Así, a pesar del predominio del tono celebratorio, el sujeto de la poesía de Zapata-Prill no esconde tensiones internas: “Con un dolor despierto en mi corteza / Fui quemadura / Rotura / Quebradura / Fisura”. También momentos estremecedores que nos recuerdan lo insignificante de nuestra existencia: “Era sólo un punto perdido en el universo / Hasta que un día me atreví a reírme de mí mismo”. Estas líneas valorizan la ligereza y el humor, dos rasgos que no contradicen sino que confirman la lucidez del sujeto; rasgos que, además, contribuyen a la aceptación sin ambages de la condición humana.

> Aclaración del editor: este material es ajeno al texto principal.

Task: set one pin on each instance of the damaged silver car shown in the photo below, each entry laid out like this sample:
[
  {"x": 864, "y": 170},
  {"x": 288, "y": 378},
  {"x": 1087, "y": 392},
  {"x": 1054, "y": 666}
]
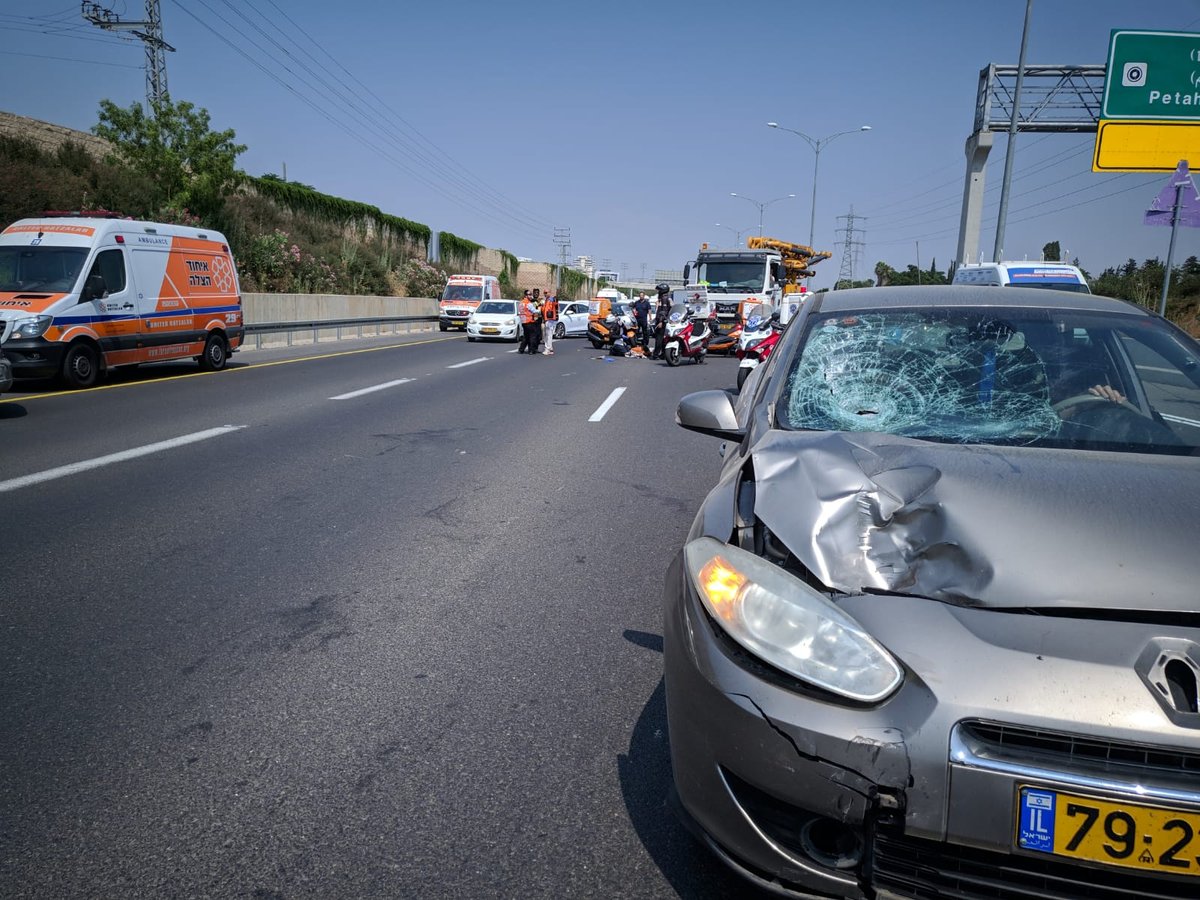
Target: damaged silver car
[{"x": 936, "y": 630}]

No solo afirma, sino que “ama” la finitud del amor: “Amo los árboles que se dejan recorrer por la luna / Sin esperanza alguna” (El beso de la luna). Y elogia las marcas de la vejez: “Sé que la calvicie no es un defecto de los años / que las canas tienen su propia lámpara” (“Raíces”). En este sentido, hay una conciencia casi gozosa de nuestro carácter pasajero, plasmada de forma magistral en “Las manchas”, poema dedicado, de forma elocuente, a la hija de la poeta:
Las manchas que yo llevo
Que tú ves
No están sucias
Son la sombra
Nada más que la sombra
De
Nubes pasajeras.
No hay impureza alguna en la vejez. Todo forma parte de una danza universal donde el único error es la inocencia culpable. Entonces no queda más que agradecer lo que nos define: la sed insaciable, la vejez, la muerte y, como en Borges, agradecer el olvido. Pero ante todo, en Zapata-Prill, se trata de agradecer el amor, ese “dolor / Preso / Entre el ser y la nada”. De ahí que un cántico contenido cierre Capricho humano, tomado de Géminis en invierno, como para cerrar un largo ciclo:
Gracias
Por la nieve pura de tus manos
Que emblanquece
Mi cuerpo
Gracias
Por inflamar mis labios
Y ponerte
Tan cerca de mi sed
Gracias por esta vida
Que me posee
Como una lámpara a la sombra.
Como una lámpara a la sombra, esta poesía no niega la oscuridad, sino que la hace suya; poseyéndola, nos ilumina. ¿No es la función de la poesía la de iluminarnos, ayudarnos a sobrevivir espiritualmente en este mundo materialista y violento? Si ya en Géminis en invierno predomina el tono celebratorio, esta tendencia se confirma de forma significativa en Capricho humano, incorporando una lúcida tensión que, como vimos, no hace más que intensificar la lectura, la vivencia de este libro. La lucidez aquí consiste en saber que todo tiene fin, excepto el deseo. Y en aprender a amar y a admirar esa dinámica entre finitud e infinitud que, según otros autores, es precisamente lo que nos hace desdichados. Sin hermetismo gratuito, calibrando el misterio y el encanto de las imágenes, con un ritmo original –ora conciso, ora de largo aliento–, Norah Zapata-Prill logra no pocas veces suscitar la emoción. Y esto es lo que, según Pound, los poetas deben buscar ante todo. Es una lástima que, por ahora, la obra de esta poeta boliviana radicada en Suiza esté prácticamente (si no totalmente) ausente en las librerías nacionales. Solo queda esperar que, al menos para empezar, una antología del conjunto de su obra (libros inéditos incluidos) salga a la luz en Bolivia, sellando el regreso de una de las voces más valiosas de nuestra poesía contemporánea.